Correspondence to: Ferenc Sipos MD, PhD, 2nd Department of Internal Medicine, Semmelweis University, Szentkirályi str. 46., 1088 Budapest, Hungary.
Telephone: +36-20-4780752 Fax: +36-1-2660816
Received: January 19, 2013
Revised: April 23, 2013
Accepted: April 28, 2013
Published online: July 14, 2013

Toll-like receptors (TLRs) recognize specific motifs which are frequently present in bacteria, fungi, prokaryotes and viruses. Amongst TLRs, TLR9 can be activated by such bacterial or viral DNA fragments, immunoglobulin-DNA complexes or synthetic oligonucleotides, which all contain unmethylated cytosine-guanine nucleotide sequences (CpGs). Emerging data indicate that TLR9 signaling has a role in, and may influence, colorectal carcinogenesis and colonic inflammation. CpGs are classified into three groups according to their influence on both the antigen-specific humoral- and cellular immunity, and the production of type 1 interferons and proinflammatory cytokines. TLR9 activation via CpGs may serve as a new therapeutic target for several cancerous and various inflammatory conditions. Due to its probable anti-cancer effects, the application possibilities of TLR9-signaling modulation may be extremely diverse even in colorectal tumors. In this review we aimed to summarize the current knowledge about TLR-signaling in the pathogenesis and therapy of inflammatory bowel diseases and colorectal cancer. Due to the species-specific differences in TLR9 expression, however, one must be careful in translating the animal model data into the human system, because of the differences between CpG-oligodeoxynucleotide-responsive cells. TLR9 agonist DNA-based immunomodulatory sequences could also represent a promising therapeutic alternative in systemic inflammatory conditions and chronic colonic inflammations as their side effects are not significant.
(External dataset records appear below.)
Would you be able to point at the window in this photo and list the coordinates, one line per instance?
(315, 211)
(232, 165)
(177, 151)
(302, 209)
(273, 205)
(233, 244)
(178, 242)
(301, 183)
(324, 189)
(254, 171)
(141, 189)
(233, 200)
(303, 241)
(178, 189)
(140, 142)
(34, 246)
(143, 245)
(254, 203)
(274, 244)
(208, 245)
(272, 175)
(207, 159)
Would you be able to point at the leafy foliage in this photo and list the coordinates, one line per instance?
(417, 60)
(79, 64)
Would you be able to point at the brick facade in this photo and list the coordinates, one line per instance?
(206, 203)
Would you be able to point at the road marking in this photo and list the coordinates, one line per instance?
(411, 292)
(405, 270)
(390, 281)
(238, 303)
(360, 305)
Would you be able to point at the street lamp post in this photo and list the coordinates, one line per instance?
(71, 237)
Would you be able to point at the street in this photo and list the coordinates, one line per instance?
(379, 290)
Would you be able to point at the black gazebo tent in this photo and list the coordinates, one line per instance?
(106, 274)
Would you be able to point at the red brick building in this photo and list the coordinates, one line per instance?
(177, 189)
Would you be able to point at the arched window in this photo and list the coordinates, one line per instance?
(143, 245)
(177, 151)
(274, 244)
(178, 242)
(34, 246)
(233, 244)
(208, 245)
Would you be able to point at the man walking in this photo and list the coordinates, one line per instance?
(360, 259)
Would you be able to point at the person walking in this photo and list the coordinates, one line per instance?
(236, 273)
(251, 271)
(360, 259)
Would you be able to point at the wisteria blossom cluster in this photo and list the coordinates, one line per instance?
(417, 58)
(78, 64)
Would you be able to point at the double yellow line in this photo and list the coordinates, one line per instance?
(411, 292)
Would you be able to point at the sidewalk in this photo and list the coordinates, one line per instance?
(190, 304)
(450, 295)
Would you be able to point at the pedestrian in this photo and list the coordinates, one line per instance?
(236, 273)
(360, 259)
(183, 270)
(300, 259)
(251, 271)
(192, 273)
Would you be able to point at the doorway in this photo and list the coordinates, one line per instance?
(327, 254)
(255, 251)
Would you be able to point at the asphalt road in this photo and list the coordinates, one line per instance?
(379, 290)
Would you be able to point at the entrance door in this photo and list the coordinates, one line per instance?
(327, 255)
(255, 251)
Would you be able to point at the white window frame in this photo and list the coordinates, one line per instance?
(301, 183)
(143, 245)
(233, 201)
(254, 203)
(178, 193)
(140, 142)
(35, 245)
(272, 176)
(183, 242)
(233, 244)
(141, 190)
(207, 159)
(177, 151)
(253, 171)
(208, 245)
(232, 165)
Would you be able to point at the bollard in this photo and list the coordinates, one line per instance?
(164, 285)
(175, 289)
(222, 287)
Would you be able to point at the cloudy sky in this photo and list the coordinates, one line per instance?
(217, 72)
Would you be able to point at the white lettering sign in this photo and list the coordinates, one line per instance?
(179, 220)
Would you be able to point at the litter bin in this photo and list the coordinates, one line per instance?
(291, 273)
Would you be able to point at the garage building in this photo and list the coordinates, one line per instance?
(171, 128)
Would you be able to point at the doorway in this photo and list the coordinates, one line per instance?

Keywords: Toll-like receptor 9, Synthetic oligodeoxynucleotide sequences, DNA-based immunomodulatory sequences, Colorectal cancer, Inflammatory bowel diseases

Core tip: Toll-like receptor 9 mediated signaling influences and regulates the severity of mucosal inflammation, and seems to have a protective role against malignant transformation. The modulation of toll-like receptor 9 signaling by synthetic oligodeoxynucleotide agonists or antagonists seems to have beneficial therapeutic effect in inflammatory and cancerous colonic disorders.